My name is Dan, though being a lifelong Diver, most call me DiverDan or DeepSeaDan ( I say call me anything but late for dinner! ). After a bit of clicking about, I found this Foundation, and it looked like an excellent resource, thus here I am. I reside in Ontario, and will likely ask for treatment at St. Margaret's in Toronto.
So...saw an E.N.T. 2 days ago, after having Ultrasound & CAT Scan imaging done. It only took the Doctor about :10 before he announced that I had Cancer. He took a 3-sample biopsy right then, and stated: "If this test comes back negative, I will immediately re-biopsy you, as I'm certain this lesion is cancerous ( says he sees about 1 patient a month with such a presentation ). His high degree of certainty has me leaning away from a second opinion - is that wise?
His pronouncement of my condition has, unsurprisingly, put me on the high-speed emotional roller-coaster. Lots of tears, self-pity, anger, self-recrimination ( I second-guessed my occasional problems with swallowing as being something else, and I trusted Google to send me to an opinion that suggested I wait a month before seeing my Doctor about a lump on my neck ). My best friend is battling Multiple Myeloma, and he was my first call. I am blessed with a strong, loving and caring wife. I have 2 adult children, and I dread talking to them about this more than anything. My Daughter in particular, as we are very close, and she is always worried I will contract cancer as a result of my career in Firefighting.
My test results should be back in about 10-12, very agonizing days ( is this not the single greatest source of stress & anxiety - this waiting?! ). I jumped the gun a bit by signing on here now, but the Doctor's certainty has sold me on my plight.
Like many, I suppose, I look at the immediate future as a time to "prepare for battle." Just righting those words lift's my spirits. I pan to wage total war on this enemy and surrender is not an option. Life is good, I have many people who count on me, and if it's a fight this pesky little virus ( Doctor is 85%-90% certain the tumour is viral in it's origin ) wants, then he/she is gonna get one, and then some!
Happy to entertain any suggestions, ideas etc. from the good folks here - all is very much appreciated.
Happiness & hope to all.

Warm Regards,
DeepSeaDan

I am sorry you may be joining this "club" of which no one wants to be a member. Until you have a diagnosis, don't be consumed with the possibilities. Having said that I will admit that the minute I saw the enlarged node on my husbands neck I knew we were in for a battle I just did not know it would be BOT. The really good news is that even though the treatment is brutal, at least there is an effective treatment for many HNC patients. My husband is through treatment and has been able to return to work, he is talking again and looking forward to fun events with family and friends. So, don't despair no matter what the outcome of your testing, you can have good times again.

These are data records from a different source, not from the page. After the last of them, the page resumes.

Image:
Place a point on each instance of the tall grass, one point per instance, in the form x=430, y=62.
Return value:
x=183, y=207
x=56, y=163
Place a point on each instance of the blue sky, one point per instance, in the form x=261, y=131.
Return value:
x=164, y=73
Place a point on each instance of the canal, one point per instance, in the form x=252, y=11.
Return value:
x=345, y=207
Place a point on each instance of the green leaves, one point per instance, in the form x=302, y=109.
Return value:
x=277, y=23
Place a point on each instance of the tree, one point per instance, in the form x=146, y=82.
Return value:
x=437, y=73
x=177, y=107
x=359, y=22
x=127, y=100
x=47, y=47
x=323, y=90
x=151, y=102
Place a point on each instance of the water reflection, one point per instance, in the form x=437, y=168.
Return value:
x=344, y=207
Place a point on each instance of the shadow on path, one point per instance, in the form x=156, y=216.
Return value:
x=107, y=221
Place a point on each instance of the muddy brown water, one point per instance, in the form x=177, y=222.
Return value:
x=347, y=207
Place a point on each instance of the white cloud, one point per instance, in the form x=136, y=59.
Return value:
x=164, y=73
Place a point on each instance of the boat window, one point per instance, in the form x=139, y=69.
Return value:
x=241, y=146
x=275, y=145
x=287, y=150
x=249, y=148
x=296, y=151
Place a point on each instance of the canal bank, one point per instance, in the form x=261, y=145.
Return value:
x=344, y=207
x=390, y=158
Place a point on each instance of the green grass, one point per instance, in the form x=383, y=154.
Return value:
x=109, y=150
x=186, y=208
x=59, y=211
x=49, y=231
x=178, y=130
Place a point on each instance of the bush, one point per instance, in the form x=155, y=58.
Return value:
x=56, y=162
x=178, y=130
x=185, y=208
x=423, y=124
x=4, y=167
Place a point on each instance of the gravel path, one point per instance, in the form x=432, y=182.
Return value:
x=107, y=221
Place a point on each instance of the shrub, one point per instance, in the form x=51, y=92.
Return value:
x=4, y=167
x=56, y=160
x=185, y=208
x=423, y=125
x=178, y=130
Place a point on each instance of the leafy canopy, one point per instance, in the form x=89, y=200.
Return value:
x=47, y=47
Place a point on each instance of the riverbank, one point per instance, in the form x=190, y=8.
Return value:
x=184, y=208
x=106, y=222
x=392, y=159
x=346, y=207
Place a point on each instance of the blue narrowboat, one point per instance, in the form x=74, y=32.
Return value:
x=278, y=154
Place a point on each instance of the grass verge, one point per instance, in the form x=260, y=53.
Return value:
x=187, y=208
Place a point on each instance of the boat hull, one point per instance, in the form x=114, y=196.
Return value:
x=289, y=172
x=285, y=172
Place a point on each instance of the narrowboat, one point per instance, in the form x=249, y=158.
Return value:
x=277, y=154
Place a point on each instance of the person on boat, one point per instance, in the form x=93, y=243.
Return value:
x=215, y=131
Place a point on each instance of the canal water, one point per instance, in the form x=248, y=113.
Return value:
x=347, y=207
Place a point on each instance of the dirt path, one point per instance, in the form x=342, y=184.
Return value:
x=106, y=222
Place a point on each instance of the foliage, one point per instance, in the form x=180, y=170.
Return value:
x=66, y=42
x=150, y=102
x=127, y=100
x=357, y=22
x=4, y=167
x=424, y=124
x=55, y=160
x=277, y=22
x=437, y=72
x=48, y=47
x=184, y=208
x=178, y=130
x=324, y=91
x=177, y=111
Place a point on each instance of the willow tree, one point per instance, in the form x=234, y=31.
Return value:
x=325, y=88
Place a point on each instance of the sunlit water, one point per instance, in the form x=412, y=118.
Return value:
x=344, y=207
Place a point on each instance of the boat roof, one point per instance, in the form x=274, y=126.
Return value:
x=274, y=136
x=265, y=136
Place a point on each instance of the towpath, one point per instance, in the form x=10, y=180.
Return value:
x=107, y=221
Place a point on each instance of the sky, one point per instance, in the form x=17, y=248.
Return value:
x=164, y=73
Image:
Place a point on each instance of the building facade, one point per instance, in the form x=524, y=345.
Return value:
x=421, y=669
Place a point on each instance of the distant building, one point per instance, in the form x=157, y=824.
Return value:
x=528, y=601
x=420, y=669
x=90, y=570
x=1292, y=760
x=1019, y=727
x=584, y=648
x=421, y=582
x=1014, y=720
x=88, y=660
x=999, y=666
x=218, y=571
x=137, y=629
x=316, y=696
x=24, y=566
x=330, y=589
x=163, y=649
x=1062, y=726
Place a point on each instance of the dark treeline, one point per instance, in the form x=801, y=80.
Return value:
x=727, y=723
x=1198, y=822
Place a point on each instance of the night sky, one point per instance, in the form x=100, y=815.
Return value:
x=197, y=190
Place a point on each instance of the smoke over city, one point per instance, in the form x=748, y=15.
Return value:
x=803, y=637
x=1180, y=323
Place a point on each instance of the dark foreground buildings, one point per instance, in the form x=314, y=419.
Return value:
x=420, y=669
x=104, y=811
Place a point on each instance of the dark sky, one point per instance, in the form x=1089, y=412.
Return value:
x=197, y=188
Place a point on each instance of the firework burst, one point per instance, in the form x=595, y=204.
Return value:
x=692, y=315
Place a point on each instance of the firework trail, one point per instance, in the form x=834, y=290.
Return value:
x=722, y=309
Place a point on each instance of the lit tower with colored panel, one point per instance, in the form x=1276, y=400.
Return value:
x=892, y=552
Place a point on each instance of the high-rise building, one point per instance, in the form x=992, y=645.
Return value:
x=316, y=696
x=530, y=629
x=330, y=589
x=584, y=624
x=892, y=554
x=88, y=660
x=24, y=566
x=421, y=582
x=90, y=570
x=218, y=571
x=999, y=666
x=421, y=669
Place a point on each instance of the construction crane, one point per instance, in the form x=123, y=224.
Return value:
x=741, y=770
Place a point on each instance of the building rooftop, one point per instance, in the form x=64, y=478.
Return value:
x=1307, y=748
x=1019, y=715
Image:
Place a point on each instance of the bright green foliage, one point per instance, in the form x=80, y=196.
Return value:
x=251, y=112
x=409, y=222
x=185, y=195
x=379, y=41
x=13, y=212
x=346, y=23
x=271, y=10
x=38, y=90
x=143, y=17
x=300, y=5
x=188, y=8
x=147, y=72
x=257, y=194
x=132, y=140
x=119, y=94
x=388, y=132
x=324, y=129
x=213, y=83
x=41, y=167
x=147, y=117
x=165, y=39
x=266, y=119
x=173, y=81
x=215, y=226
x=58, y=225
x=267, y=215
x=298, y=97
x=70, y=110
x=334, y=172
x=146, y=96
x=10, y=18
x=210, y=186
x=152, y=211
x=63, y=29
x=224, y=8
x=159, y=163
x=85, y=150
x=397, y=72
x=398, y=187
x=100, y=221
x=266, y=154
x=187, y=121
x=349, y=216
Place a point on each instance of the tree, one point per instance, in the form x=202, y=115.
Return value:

Welcome to OCF, Dan!!! Im very sorry you may have a need to join our family. I really hope the doc is wrong and your biopsy is negative. Im very glad to see your doc is being so proactive. We dont always see patients who have docs like that. Even so, you still should seek out a second opinion. If the doc sees one patient a month who appears similar to you, that isnt very many. My ENT sees several OC patients/survivors every single day. Im sure the doc is trying to be helpful by telling you about their "hunch" but only thru a biopsy can they know for certain exactly what the sore is. I dont know of anyone who can tell by looking. They can guess but they really dont know for certain until the biopsy comes back with the pathologists report. Of course, the medical pros are speaking from years of experience seeing similar sores and they have years of medical schooling behind their "educated guesses". But they still depend on the pathologist to examine the biopsy sample under a microscope then write their findings down. Around here we have a few sayings... "Its just a spot until the biopsy says its not." Ive had several scares where I really was convinced I was having a recurrence (again) when it turned out to be nothing serious. Many many others here have gone thru the same thing too. Im hoping you will be another person who has "just a spot" that is nothing serious. If it would be cancerous then you are in the very best place to get info and support to help you get thru whatever you have ahead of you.

Best wishes with your biopsy!!!!! I know the waiting stinks!!! With your positive attitude, that will help you get thru whatever the results will be. Please keep us posted how you make out.

Thank you so much for your responses. I reckon I'll wait to see what this biopsy says before pursuing a second opinion. Should I need to find another opinion, can you advise me on how best to find an excellent...E.N.T.? Or should I see another type of Oral Cancer specialist? My G.P. referred me to the current fellow, and he is local to me. Should I look to a big urban center like Toronto? If I do, what resources are there to assist one in finding the right Doctor?

Thanks again!

Best,
Dan

Being in Canada, your medical system works differently than ours in the US. Here we have whats called Comprehensive Cancer Centers (CCC's). Those facilities are the biggest and best cancer treatment facilities. The physicians are top notch as the CCCs attract and retain only the brightest doctors and staff. Theres also studies proving patients treated at CCC's have better outcomes with less recurrences. Look for an ENT who specializes in treating oral cancer patients. You do not want to end up with the type of ENT who mainly puts tubes in childrens ears or rarely deals with OC.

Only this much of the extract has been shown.